Monday, April 18, 2011

Liberty Day History Display from 2010--pt. 17

George III and Taxes

The monarch who began the American Revolution was George III. The cause: taxes after a successful war. Britain had won the Seven Years’ War in 1763, but was deeply in debt as a result. This gave them a pretext to tax the American colonists--without representation in Parliament. The colonists justly protested this act of usurping God-given liberties and begged the British to cease. After years of unanswered and slighted petitions, lawful armed interposition was required on Lexington Green.



Louis XVI and Taxes

The monarch who began the French Revolution was Louis XVI. The cause: taxes. The reason is a little different than the American War for Independence, but one reason was the debt on France because of winning the Bourbon War, which includes the American Revolution and other theaters of war (the French finances were also in trouble after the Seven Years’ War). The other reason was the excessive spending of the French court, especially blamed on Queen Marie-Antoinette. The French hated the Austrians, having fought them for 200 years, and Marie-Antoinette was not only an Austrian, but the daughter of the late Austrian Empress, Maria Theresa. Her spending and nationality inflamed the French against her until at last they revolted against the high taxes and stormed the Bastille.


The king's heart is in the hand of the LORD, as the rivers of water: he turneth it whithersoever he will. (Proverbs 21:1, KJV)

1 comment:

Anonymous said...

Sort of a long comment here, bear with me...

So the king goes to war for the sake of his own pride. Of course, he appeals to the people's patriotism to defend himself because in the statist imperialist mind the pride of the nation and pride of the sovereign are one and the same, because the sovereign is the state and the state is the nation.

Isn't this what most unjust wars are about? Saving the pride of the nation rather than defending the people?

This is the Statist mindset: The state is the nation. The state is not an institution of the nation for the good of the nation, but rather the nation itself.

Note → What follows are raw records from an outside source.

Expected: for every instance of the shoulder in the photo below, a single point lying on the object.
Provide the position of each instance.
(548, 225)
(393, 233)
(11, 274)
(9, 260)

Service to such a state is not patriotism but idolatry. Of course, those whose understanding of patriotism is rooted in flimsy emotion and ungrounded sentimentalism, rather than an objective standard, which might best be described as the fear of God, usually have no scruples about kowtowing to the state as long as they can keep flyin' Old Glory and playin' country on their stereo while driving down the road in an old Chevy, and maybe have their "In God We Trust" bumper sticker. (Never mind that we really trust the state to give us healthcare, Social "security" (whatever that means), clean teeth, good education, homes, cars, good feelings, clean food, clean water, and everything else under the sun, all while we rent everything we own from them by way of property tax. Never mind that we murder millions of our own children. Never mind that we send all of our children whom we don't murder before escaping the womb to statist indoctrination centers to be educated in godlessness of the most dark and despicable sort. All while exporting our great fervor of godless democracy to every nation on earth with an almost messianic air.

Hey, it's Christian America!

For a nation like twenty-first century America to call itself a Christian nation is to take God's name in vain. We WERE. God forbid we should call ourselves Christian now. That would be...umm...highly irreverent, to say the least.

Trading principle for empty, worthless, unfounded sentiment leads to the absolute destruction of a society. (Examples? War Against the States, 1861-1865.)

I'm not saying that our sentiments and emotions should not be patriotic. (Personally, I have a really hard time being patriotic about this centralized United Empire of American Provinces whose union was cemented with the blood of the men of the last bastion of Reformed Western Christendom on earth. Whatever patriotic sentiment I have for America is for old America and the Confederate States.) I'm saying that they should be rooted in the fear of God, not in idolatry.

On a different note, I have to say if there's one thing really, really worthy of being despised about European imperialist politics, aside from the sheer idolatry and foppery of the whole system, it's this thing of politicizing marriages. Pugh!!